Exchange BTC futures open interest Source: CoinGlass


“Alongside the wild surge in open interest, futures premiums have climbed to 5-month highs,” said K33 Research Senior analyst Vetle Lunde in response to the surging Bitcoin IO. This rise in futures premiums indicates that traders are becoming increasingly bullish on Bitcoin, but it also raises the risk of a significant pullback if the price fails to hold key support levels.

The last time Bitcoin futures open interest reached such high levels was in September, when open interest peaked at $35.6 billion. This was followed by an 11.5% correction over the course of 12 days, as traders were forced to liquidate their positions following a failure to break above key resistance levels.

With open interest now at an all-time high, there is a growing concern that a similar correction could occur if Bitcoin fails to sustain its current rally.


Technical Analysis: The $68,000 Resistance Level

From a technical perspective, Bitcoin is facing strong resistance at the $68,000 level. This level has proven difficult for the cryptocurrency to break in the past, and it remains a critical point to watch in the coming days.

On July 29, Bitcoin was rejected from the $68,000 level, leading to a 27% drop in price over the following weeks. Similarly, the current rally has seen Bitcoin struggle to maintain momentum above this key resistance level, raising concerns that another rejection could be imminent.

BTC/USD daily chart. Source: TradingView


If Bitcoin fails to break through $68,000 and flip this level into support, it could trigger a wave of long position liquidations, pulling the price down toward $61,000. Data from CoinGlass shows a wall of ask orders building up above $68,000, reinforcing the importance of this resistance area.

To sustain its current rally, Bitcoin bulls will need to produce a decisive daily candlestick close above $68,000. Without this, the risk of a sharp correction increases significantly


Macroeconomic Factors: The Federal Reserve’s Role

Beyond technical indicators and investor behavior, macroeconomic factors also play a crucial role in shaping Bitcoin’s price movements. The U.S. Federal Reserve’s monetary policies, in particular, have a significant impact on risk assets like Bitcoin.

As the Federal Reserve continues its policy of monetary tightening, including raising interest rates and reducing liquidity in the financial system, there is a growing risk that Bitcoin and other cryptocurrencies could face downward pressure. In a rising interest rate environment, investors tend to move away from riskier assets and toward safer investments, such as bonds.

This shift in investor sentiment could lead to reduced demand for Bitcoin, particularly from institutional investors, who may seek to reduce their exposure to volatile assets in the face of rising interest rates.
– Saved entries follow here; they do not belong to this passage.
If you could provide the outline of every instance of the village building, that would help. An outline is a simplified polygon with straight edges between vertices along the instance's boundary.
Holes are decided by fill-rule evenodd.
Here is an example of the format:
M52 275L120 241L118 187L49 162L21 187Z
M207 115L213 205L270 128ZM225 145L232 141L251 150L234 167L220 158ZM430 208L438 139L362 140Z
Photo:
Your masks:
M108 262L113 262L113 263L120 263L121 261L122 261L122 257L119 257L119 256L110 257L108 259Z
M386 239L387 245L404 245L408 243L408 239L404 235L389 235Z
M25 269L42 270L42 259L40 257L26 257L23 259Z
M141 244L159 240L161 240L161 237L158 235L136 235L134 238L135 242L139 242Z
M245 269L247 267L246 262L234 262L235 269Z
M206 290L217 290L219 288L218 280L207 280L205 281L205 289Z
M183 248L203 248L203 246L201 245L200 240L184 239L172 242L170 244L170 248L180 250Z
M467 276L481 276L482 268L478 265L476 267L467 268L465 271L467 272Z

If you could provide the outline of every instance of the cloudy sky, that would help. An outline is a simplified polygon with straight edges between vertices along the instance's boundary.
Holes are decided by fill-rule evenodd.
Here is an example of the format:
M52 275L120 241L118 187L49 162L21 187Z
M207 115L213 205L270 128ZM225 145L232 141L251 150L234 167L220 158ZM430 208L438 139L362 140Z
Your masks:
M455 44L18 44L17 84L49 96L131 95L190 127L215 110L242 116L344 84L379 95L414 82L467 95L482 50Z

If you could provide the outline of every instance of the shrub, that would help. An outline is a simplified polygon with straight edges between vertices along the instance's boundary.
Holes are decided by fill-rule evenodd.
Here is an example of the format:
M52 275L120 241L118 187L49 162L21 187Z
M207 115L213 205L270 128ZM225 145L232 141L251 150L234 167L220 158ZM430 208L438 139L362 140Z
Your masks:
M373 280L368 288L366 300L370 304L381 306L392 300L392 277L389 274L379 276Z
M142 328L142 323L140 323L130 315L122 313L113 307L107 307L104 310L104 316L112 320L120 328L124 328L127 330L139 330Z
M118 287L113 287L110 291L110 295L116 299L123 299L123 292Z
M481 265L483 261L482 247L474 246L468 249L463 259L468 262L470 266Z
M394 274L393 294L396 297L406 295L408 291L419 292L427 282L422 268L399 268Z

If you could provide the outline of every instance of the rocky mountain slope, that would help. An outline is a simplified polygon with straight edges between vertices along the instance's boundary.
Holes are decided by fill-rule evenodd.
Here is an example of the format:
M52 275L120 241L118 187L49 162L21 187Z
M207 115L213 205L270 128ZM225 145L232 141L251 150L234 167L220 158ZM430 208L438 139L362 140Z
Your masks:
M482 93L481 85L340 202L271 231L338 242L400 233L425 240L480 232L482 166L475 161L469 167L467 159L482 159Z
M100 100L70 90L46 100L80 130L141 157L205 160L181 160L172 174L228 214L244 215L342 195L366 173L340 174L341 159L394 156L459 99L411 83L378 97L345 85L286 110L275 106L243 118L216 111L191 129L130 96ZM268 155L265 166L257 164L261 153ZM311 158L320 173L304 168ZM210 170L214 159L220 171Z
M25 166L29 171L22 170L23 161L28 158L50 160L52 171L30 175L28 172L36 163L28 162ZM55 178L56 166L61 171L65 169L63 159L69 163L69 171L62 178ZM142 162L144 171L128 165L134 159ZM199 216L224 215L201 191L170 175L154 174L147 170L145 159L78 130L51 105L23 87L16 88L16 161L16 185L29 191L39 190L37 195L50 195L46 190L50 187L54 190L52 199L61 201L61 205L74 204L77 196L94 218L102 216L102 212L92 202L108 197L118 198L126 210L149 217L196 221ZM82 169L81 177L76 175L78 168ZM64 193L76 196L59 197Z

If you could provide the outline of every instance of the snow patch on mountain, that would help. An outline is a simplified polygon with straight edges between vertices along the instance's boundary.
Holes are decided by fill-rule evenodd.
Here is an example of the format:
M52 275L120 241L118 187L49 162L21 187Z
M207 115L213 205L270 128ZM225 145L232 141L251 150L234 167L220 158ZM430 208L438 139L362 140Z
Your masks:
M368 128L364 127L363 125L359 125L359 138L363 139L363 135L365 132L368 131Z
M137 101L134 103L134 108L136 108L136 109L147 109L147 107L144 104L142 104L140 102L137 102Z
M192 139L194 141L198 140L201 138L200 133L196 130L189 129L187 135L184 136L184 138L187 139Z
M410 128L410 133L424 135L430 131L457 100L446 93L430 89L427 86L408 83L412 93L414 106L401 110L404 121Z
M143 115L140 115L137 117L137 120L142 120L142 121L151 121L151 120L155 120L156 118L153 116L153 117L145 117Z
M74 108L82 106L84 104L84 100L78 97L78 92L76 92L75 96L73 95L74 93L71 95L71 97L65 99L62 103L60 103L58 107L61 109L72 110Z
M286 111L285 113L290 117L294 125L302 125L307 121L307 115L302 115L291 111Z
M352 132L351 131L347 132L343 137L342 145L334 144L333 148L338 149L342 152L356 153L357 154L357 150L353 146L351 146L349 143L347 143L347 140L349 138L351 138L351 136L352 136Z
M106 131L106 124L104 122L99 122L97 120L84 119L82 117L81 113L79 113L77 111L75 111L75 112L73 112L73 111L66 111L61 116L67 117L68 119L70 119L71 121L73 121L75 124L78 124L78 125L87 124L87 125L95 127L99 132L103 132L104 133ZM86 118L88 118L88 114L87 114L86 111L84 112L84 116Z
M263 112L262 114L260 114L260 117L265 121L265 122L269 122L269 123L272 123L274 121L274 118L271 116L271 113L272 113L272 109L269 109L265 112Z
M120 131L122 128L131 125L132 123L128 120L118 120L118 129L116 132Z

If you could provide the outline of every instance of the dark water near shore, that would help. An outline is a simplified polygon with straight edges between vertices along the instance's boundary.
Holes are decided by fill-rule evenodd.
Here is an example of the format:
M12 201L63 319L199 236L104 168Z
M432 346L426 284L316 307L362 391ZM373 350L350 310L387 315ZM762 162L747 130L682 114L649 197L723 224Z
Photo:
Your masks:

Moreover, the strength of the U.S. dollar, which has been bolstered by the Federal Reserve’s tightening policies, could also have a negative impact on Bitcoin. Historically, Bitcoin has performed poorly in periods of dollar strength, as a stronger dollar reduces the relative attractiveness of alternative assets like Bitcoin.

While Bitcoin’s recent rally has been fueled by strong institutional demand and a resurgence in ETF inflows, several warning signs suggest that the market may be nearing a tipping point. High levels of investor profit-taking, record open interest in the futures market, and macroeconomic headwinds all point to the possibility of a sharp correction in the near future. Whether Bitcoin will crash or continue its ascent depends on its ability to break through key resistance levels and sustain institutional demand.